Re: Caring about European requirements sensitively!

From: Kenneth Whistler (kenw@sybase.com)
Date: Wed Oct 22 1997 - 23:16:04 EDT


Alain a écrit :
>
> [Alain] :
> In practice, IBM will create a new EBCDIC code page to have the EURO. It is
> likely to be using the same code position as the one that will be
> "replaced" in Latin 0 (likely at the end the CURRENCY SYMBOL) out of Latin
> 1. It means that if this occur, mappings will still be valid. In the same
> way when Latin 0 will be standardized this new code table will also contain
> the other European characters missing as a defect in Latin 1 (which was
> supposed to support French and Finnish fully but which did not do it). IBM
> is likely to choose the same mapping positions that these characters will
> have in Latin 0.

I have never known IBM to be so cavalier in treatment of its code pages.
We are not talking about *one* new code page here. Each of the Latin-1
converged EBCDIC code pages (and there are quite a number of them besides
CP037 and CP500) would have to spawn off another distinct code page
if it is to be interconvertible with 8859-15 ("Latin-9"). 8859-15
introduces a character repertoire which is distinct from the Latin-1
repertoire ("character set" in IBM terminology). To work with the
existing EBCDIC encodings (*plural*), that repertoire would have to
be combined with new code pages to form a new family of CCSID's
converged with 8859-15 instead of 8859-1. Those new CCSID's would,
it is true, then be completely convertible with 8859-15, but they would
create legacy problems for all the existing CCSID's that are Latin-1
converged.

And nothing about this is automatic. Defining a new CCSID, say CCSID
35915 (for example) that has the 8859-15 repertoire, with the Code Page
500 encoding, but with one-for-one replacements of positions of characters
as 8859-15 replaces 8859-1 characters, doesn't do anything more than
create a new CCSID. No Code Page 500 DB2 databases are going to suddenly
upgrade themselves to use CCSID 35915. And none of the remapping is going
to be transparent or problem-free.

>
> So compatibility will be clean there.

I think it should be clear why I differ with you on that assessment.

> And in practice,
> EURO will have to be interchanged with EBCDIC, not only UNICODE (with
> UNICODE too, of course). So what is being proposed in Latin 0 is clean to
> do all this.

Saying the EURO will have to be interchanged with EBCDIC doesn't make it
happen. Do you really think that all those legacy databases are going
to simply redefine their characters? IBM is going to tell its customers,
oops, sorry, we didn't mean what our CDRA standard says when it defined
all the characters you use in your databases, and we are going to change
their meaning for you? I don't think so. The EURO will have to be introduced
to EBCDIC by introducing new code pages, and then new code pages will
have to be supported on the databases--and all of this will involve
pain in the transition. Not clean at all.

>
> Now those UNIX-8-bit systems that want to implement Latin 0 will be happy
> to be in the same bandwagon.

If they want to implement Latin-9 as yet another alternative character
set along with Latin-1, Latin-2, Latin-3, Latin-4, Latin-5, whatever, then fine.
But if they really think they can painlessly replace Latin-1 with
Latin-9 by swapping in a few new characters for ones that nobody needed anyway,
then I suspect they will turn out not so happy after all.
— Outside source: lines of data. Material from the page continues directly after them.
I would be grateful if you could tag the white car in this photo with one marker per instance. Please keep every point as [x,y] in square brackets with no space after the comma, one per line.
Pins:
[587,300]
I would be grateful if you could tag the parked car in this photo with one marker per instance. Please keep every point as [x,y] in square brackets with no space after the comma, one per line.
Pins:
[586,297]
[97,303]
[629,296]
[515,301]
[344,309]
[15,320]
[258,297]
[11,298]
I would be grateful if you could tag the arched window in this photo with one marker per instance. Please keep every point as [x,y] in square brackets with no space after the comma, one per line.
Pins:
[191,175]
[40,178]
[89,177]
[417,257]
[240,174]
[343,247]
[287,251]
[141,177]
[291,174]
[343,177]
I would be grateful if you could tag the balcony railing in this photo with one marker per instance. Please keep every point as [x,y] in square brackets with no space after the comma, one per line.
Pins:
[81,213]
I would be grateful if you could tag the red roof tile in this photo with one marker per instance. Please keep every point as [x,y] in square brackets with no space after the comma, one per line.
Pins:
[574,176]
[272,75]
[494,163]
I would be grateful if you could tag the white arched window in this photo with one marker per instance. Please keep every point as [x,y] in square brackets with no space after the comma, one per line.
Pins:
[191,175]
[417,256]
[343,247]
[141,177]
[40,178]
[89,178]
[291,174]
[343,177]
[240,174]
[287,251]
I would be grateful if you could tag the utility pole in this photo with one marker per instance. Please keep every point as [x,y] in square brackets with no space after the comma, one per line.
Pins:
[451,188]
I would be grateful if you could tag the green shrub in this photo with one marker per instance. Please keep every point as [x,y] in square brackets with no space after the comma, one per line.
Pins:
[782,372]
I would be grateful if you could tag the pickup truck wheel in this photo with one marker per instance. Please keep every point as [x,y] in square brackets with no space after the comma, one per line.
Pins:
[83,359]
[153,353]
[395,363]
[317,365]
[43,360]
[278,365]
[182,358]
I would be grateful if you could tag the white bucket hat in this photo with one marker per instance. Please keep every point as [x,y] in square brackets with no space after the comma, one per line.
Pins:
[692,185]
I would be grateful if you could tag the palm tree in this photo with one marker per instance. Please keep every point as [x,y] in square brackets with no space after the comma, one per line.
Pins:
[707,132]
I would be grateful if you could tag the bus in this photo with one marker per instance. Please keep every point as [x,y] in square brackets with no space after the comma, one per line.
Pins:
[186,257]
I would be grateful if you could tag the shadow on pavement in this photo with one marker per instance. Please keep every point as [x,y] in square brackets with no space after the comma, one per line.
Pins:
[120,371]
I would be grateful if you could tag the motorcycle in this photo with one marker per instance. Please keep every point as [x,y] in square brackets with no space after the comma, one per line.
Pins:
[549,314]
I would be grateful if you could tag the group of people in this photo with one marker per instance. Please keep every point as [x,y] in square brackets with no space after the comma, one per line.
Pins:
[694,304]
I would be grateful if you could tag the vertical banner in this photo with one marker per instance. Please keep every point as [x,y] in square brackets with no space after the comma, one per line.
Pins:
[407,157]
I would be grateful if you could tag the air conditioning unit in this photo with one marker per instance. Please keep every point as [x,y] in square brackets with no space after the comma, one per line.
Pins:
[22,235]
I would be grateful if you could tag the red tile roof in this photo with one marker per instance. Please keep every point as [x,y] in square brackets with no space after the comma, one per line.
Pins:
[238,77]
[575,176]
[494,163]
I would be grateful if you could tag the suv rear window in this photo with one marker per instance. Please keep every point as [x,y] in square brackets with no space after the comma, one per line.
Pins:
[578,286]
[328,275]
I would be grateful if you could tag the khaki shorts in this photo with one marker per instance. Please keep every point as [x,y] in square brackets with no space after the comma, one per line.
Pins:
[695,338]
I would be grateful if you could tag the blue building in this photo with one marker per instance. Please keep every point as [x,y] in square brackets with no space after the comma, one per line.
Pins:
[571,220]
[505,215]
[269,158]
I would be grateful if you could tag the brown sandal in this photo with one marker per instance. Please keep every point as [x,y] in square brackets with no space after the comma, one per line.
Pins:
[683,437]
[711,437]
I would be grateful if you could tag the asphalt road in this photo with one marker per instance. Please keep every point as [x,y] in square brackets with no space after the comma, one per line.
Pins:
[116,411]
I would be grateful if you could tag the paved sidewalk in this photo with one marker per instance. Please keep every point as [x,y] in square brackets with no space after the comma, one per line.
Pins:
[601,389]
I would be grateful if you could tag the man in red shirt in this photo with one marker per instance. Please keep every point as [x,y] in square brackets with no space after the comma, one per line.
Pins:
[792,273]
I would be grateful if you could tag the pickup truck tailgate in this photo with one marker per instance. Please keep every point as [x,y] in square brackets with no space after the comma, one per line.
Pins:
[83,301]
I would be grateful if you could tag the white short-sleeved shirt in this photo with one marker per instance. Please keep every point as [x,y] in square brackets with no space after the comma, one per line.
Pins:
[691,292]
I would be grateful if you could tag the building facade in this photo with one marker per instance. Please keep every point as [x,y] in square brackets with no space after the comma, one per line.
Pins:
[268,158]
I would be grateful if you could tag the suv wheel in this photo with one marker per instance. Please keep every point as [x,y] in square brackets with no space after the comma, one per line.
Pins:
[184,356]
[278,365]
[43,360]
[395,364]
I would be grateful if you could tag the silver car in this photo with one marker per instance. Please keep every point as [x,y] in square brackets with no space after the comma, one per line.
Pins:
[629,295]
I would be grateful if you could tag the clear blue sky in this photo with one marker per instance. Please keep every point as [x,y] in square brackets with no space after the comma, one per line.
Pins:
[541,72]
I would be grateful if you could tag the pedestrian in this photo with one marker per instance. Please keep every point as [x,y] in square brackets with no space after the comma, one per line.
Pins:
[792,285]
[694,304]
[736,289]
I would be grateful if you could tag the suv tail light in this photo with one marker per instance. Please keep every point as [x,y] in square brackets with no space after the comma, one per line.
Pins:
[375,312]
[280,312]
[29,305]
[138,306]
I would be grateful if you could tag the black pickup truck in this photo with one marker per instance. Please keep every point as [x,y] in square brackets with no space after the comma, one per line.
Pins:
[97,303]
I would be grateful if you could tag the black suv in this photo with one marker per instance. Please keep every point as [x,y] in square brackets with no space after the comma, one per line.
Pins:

In my opinion, Latin-1 has been amazingly successful, and has become
effectively the European "ASCII". Yes, it has defects, just as 7-bit
ASCII has always had defects even for accentless representation of English
data. But the campaign to deal with the Euro problem by sweeping away
Latin-1 (and by the way then adding in some French and Finnish characters)
has the potential to wreak IT havoc.

The real consequence of continuing the replace Latin-1 with "Latin-0"
campaign will be to destabilize the interpretation of Latin-1 data,
and result in a de facto situation where everyone depends instead on
Windows 1252 to get it right, at the expense of ISO-compliant 8859-x
based Unix systems. (Is Latin-0 actually just another nefarious
plot by Bill Gates, I wonder? ;-) )

>
> As for the additional few characters in 1252 that are left over (not many!)
> in C1 control space, before we go to system-wide implementation of UNICODE,
> the situation won't be worse than it is today. There exists so far no
> requirement to exchange these characters with EBCDIC data, while there is a
> European requirement to exchange the EURO SIGN, 3 French characters and 4
> Finnish characters more than in Latin 1. When one wants to talk about
> practical things, one has to talk practically. That's what the Latin 0
> proposers have in mind, only practical considerations for the real world of
> today and the 5 coming years at least.
>
> All the destroyers of Latin 0 just have *un*solutions to propose to the
> requirements. They only want a quick fix that is not even a fix to the
> problems exposed and they do not even want to see the problems and try to
> solve them really. They do not care mich really about actual European
> problems much, should I say if I did not know that they also have good
> intentions in mind, of course.

I see two valid non-*un*solutions:

  1. Proceed with 8859-15 (Latin-9) and another part of 8859 (and
     add more parts of 8859 to create corresponding 8-bit standards
     that add the EURO SIGN to the Greek part, the Eastern European part,
     the Turkish part, the Baltic part, ... Deal honestly with the
     data convertibility problems between the new parts and the
     established set of 8859 parts which do not contain the EURO
     (or the French or Finnish characters), and expect to have a
     fairly long transition period of moving from EURO-less 8859
     parts to EURO-ful 8859 parts. A painful transition, but
     well-defined, stepwise, and not plagued with the potential
     problem of catastrophic loss of interpretability of Latin-1
     data. But this non-*un*solution doesn't have a clear path
     to the future. It is the short-term hack to solve the
     immediate problem of the EURO, but doesn't deal with the next new
     character that everyone in Europe decides that they must
     have in their IT systems.

  2. Move the 8-bit systems to 8-bit+ systems, using UTF-8, with
     a drastically constrained repertoire. (Just union the European
     parts of 8859, if you like, and add U+20AC EURO SIGN.) You
     get a small repertoire compatible with European immediate
     needs, without any of the complications of the full 10646
     repertoire that everyone is so afraid of. The fonts will be
     easy to create--just piece them together from the chunks already
     required for the individual 8859-x encodings. Treat everything
     else (except for the actual encoding values) just as you have
     been for 8859-1. This is an incremental solution that has
     a future path. Future additions to the repertoire are simple
     extensions to the interpreted repertoire, without introducing
     coding changes or redefining characters. Fully Unicode compliant
     platforms such as Windows NT or Windows CE or AIX or systems that
     support UTF-8 already such as Solaris, could interwork with this
     trivially. Most systems that can handle Asian data could adopt a
     stripped-down UTF-8 repertoire like this in short order for Europe.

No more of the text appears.